Topic Progress:

Like Ancient India has Jamindars and mini Kings, Japan had “daimyō”, powerful feudal (it means they had a small military of their own) lords. As usual, they were busy fighting with each other causing internal wars.

Finally, Tokugawa Ieyasu won the famous Battle of Sekigahara and consolidated all of Japan for the first time. ( Much Like Chola of South India unified South India). But this victory is the mother of present Japan as we see.

General Tokugawa did one astonishing thing to keep all the feudal lords under his control. All lords were asked to stay in Edo, the capital only along with their families.

So, whenever they were going to their provinces. Their families are staying there as apparent hostage. Here comes an interesting part – The farmers had to pay the tax in the form of rice!

Now the rice cannot be transported from all provinces to Edo. Japan is an island country. So, in the Osaka port, warehouses had been set up to store their rice.

In Edo, “daimyō”s were living an expensive lifestyle. Now due to climate, Japan doesn’t produce rice same every season. To fund their expensive lifestyle, hence the “daimyō”s were not only selling the rice from the Osaka Port but also started selling the rice from the future harvests near 1710!

Osaka in 1614

The warehouse is much like the modern-day exchange. They used to issue coupons namely empty rice contracts as the rice which was being sold had not been even cultivated yet. These rice contracts also started trading in the secondary market.

Hence, the World’s first futures market begun! Now, to speculate the price of rice futures, Japanese technical analysis was born. Certainly, if someone purchased the contracts at a lower price and sold it at a higher price later – That’s money!

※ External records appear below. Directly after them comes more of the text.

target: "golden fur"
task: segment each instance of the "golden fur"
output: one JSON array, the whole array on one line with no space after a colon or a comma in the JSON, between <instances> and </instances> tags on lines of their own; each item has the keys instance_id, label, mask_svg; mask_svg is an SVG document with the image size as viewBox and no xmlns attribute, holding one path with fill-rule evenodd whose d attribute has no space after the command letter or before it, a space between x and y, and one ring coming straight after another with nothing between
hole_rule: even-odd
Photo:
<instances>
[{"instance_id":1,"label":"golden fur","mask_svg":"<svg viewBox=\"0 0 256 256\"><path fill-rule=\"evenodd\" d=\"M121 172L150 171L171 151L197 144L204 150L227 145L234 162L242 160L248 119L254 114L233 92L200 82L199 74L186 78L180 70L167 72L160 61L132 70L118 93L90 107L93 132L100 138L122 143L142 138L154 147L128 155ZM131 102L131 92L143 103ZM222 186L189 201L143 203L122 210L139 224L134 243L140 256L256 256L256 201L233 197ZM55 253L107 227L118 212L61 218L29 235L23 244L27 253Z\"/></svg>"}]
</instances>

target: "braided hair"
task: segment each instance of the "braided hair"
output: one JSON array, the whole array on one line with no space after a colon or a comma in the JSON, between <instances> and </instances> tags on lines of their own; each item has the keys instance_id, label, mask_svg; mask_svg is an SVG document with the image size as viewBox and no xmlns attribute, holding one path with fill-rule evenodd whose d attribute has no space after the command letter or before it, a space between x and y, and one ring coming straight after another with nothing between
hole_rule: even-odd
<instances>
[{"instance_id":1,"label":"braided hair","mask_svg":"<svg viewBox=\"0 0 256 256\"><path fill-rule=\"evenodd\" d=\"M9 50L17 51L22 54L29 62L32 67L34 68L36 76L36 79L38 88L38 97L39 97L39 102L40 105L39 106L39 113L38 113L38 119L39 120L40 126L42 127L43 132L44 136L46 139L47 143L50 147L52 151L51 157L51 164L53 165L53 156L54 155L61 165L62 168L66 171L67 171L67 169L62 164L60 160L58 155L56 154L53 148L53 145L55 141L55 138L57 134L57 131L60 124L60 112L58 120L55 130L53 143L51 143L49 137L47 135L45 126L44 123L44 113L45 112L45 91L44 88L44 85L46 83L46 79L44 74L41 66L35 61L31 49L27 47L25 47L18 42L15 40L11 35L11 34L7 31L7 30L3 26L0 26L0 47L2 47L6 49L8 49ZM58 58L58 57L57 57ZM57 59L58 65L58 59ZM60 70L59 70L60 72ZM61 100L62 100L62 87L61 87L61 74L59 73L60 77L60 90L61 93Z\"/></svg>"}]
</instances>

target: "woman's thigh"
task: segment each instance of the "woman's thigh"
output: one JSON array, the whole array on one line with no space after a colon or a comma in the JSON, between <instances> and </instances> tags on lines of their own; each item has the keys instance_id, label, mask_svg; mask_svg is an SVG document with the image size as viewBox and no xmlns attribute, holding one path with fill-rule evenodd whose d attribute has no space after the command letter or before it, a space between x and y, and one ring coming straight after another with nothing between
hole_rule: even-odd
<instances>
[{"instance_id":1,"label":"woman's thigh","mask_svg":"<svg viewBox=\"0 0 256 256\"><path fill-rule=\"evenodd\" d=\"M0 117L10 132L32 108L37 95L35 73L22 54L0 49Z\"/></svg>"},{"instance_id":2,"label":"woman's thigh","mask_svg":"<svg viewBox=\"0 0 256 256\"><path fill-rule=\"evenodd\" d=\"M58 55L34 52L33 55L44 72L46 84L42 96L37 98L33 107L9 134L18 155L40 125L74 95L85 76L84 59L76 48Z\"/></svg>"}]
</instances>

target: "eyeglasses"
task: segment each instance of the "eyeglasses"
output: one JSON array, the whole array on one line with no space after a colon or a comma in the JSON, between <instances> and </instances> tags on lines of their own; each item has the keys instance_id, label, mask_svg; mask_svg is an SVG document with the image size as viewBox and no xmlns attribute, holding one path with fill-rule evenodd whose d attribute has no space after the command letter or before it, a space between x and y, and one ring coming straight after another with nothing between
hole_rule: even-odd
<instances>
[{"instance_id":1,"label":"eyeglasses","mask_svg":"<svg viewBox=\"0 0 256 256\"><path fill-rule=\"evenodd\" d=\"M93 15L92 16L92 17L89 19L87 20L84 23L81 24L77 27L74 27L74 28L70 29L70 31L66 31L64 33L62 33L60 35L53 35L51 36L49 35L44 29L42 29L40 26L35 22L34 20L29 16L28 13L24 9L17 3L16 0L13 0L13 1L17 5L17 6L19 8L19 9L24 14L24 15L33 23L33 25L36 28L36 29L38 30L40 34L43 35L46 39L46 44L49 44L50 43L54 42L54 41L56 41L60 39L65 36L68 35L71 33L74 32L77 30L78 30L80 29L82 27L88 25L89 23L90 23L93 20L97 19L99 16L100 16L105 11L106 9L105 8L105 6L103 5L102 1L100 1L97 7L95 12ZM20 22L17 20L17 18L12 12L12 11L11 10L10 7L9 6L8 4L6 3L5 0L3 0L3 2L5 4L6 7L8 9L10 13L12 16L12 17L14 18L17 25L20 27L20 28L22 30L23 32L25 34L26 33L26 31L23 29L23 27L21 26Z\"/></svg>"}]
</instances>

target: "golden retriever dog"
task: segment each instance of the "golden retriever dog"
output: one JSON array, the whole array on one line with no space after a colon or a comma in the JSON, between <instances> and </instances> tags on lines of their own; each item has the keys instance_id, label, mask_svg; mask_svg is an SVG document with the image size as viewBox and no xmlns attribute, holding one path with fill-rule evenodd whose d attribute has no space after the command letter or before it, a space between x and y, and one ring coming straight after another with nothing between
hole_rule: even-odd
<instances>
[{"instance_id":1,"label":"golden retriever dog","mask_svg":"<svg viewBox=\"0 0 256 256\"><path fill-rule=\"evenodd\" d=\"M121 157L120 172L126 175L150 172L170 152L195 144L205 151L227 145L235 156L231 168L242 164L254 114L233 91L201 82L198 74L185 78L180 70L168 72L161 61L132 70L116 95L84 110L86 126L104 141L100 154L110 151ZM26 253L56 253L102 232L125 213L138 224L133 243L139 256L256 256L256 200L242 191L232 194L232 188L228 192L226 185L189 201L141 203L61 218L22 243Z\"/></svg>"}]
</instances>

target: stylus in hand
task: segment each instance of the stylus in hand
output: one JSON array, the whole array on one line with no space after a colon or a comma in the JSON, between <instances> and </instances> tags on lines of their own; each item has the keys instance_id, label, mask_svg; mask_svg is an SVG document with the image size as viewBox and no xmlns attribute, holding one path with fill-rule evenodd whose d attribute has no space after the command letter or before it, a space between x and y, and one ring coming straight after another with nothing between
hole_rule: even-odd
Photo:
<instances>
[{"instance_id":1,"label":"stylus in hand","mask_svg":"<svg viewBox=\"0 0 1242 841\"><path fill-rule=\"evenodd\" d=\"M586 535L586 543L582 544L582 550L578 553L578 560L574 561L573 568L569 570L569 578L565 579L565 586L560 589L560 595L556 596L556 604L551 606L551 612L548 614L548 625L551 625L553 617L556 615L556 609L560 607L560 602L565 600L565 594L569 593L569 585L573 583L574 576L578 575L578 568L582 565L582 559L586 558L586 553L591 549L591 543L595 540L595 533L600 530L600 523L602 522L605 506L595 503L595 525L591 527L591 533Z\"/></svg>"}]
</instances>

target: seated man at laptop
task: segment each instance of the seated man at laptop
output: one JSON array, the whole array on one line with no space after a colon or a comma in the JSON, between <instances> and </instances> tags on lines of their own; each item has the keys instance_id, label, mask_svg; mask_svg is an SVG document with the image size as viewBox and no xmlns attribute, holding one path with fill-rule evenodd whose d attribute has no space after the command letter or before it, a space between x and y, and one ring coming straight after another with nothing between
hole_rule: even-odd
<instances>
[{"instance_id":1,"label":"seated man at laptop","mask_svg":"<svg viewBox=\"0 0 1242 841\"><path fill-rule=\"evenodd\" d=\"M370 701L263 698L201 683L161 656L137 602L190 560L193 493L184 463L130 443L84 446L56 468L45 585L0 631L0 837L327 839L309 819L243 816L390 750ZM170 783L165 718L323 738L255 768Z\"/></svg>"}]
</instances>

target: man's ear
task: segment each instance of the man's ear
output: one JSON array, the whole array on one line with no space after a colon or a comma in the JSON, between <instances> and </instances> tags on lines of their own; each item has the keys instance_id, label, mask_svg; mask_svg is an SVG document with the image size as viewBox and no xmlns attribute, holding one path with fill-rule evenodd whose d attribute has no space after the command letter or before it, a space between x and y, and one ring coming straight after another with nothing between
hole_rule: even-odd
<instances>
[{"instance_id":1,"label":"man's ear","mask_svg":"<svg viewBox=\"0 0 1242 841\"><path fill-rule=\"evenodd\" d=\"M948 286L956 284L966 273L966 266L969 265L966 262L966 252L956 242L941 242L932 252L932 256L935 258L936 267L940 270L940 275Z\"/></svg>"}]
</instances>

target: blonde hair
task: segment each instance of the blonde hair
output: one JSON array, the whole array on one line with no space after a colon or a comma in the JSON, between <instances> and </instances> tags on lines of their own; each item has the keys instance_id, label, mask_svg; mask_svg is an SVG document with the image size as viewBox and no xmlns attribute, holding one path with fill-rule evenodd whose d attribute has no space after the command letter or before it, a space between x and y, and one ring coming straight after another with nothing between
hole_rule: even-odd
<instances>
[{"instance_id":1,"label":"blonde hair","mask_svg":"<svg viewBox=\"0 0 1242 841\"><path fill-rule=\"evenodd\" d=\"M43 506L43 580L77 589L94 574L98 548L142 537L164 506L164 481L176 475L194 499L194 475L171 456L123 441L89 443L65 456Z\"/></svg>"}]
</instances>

If the rice production decreases, will the coupon holder make a loss?

Suppose, someone is able to predict that next year the rice production will be bad. He buys one rice contract which means he can exchange that contract note with x amount of rice.

Suppose, this year x amount of rice costs 100 INR. Next year, as rice production is low, the price of same x amount of rice will shoot to 200 INR (suppose). Hence, He can easily sell that contract to a willing buyer or he can take rice and sell it to make a profit.

What happens if one wants to liquidate the contract to equivalent rice and production is not enough to honour the contract?

A. It is impossible to break the system because it will take almost everyone willing to convert the rice contracts to equivalent rice at the first place.

Like a 10 INR note in India is backed by RBI that if you goto RBI, they will give you gold worth of 10 INR.

If all people are willing, it only means – They lost faith in the contract. The contract will be trading immediately at a negative premium because people are not willing to buy the rice contracts anymore and everyone wants to sell it if they have. Liquidation is time-consuming as one needs to travel to Osaka port like here one needs to goto RBI.

The whole system is based on trust in the Government. What happens if the Government tells the contract is invalid? – Demonetization!

When demonetization announced in India, 500 INR notes were being sold in 300 INR.

*Edo is the ancient name for Tokyo. For the Japanese, Edo can be compared to the Italian’s image of Renaissance Venice.